New paintings by Romanian artist Adrian Ghenie on display in London exhibition
New oil paintings and charcoal drawings by famed Romanian artist Adrian Ghenie are on display at the Thaddaeus Ropac Gallery in London.
The Fear of NOW exhibition, promoted as Ghenie’s “most extensive exhibition in London for almost a decade,” opens today, October 12, and will be on view until December 22. According to the gallery, the show “reflects a key shift in the artist’s themes and practice.”
“Revisiting his enduring interest in portraiture through a group of figurative works, Ghenie records the impact of the Digital Era on the human condition and its physiological effects on the body. In turn, a group of paintings portraying the American icon Marilyn Monroe examines the multifaceted personas of public figures that constitute, what the artist terms, the ‘soup of fame’. Together, these two bodies of work offer a powerful reflection on the transformation of contemporary society,” reads the press release.
The same source says: “The title of the show conveys Ghenie’s apprehension about the role of online culture in today’s social interactions. Abstaining from social media platforms, the artist chooses to place himself ‘out of the social loop’. The Fear of NOW encompasses his relationship with, what he describes as, ‘this new way of communicating which now everybody uses and I’m not in.’”
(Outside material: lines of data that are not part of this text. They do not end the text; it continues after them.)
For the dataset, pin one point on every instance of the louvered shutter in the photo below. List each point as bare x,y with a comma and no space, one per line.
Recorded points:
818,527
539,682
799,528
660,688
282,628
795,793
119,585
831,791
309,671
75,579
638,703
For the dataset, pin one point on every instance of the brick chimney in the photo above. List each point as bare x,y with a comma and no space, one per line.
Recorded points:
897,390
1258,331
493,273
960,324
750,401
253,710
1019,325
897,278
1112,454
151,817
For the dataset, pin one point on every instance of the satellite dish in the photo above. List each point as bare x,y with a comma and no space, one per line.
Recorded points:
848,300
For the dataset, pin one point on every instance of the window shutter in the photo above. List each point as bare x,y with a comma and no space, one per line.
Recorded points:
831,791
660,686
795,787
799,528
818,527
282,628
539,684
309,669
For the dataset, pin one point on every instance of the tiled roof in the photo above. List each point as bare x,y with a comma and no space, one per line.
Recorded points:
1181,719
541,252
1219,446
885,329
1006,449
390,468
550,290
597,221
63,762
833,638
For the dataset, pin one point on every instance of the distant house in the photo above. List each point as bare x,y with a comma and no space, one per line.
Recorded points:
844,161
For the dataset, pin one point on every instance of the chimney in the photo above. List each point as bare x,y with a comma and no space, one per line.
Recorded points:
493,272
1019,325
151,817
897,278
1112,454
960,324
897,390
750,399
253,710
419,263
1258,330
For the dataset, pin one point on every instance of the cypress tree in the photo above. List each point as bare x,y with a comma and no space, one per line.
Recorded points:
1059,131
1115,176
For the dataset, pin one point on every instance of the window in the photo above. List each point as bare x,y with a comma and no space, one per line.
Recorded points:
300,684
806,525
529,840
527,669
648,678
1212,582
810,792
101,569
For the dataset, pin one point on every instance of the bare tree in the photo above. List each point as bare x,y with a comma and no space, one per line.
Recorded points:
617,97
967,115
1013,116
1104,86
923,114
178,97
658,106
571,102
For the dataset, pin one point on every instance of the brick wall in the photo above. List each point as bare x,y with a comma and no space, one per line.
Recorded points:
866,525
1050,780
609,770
Adrian Ghenie was born in 1977 in the northern Romanian city of Baia Mare but lives and works in Berlin. He represented Romania at the Venice Biennale in 2015 and had solo exhibitions in 2019 at the State Hermitage Museum in Saint Petersburg and the Palazzo Cini in Venice. This year, two site-specific paintings by the Romanian artist were permanently installed in the historic setting of Chiesa della Madonna della Mazza, Palermo, in an independent project curated by Alessandra Borghese.
His works regularly fetch high sums at international auctions and are part of art collections around the world. Earlier this year, his painting Pie Fight Interior 12 sold for a record of HKD 81.06 million (almost USD 10.4 million) at a Christie's auction in Hong Kong.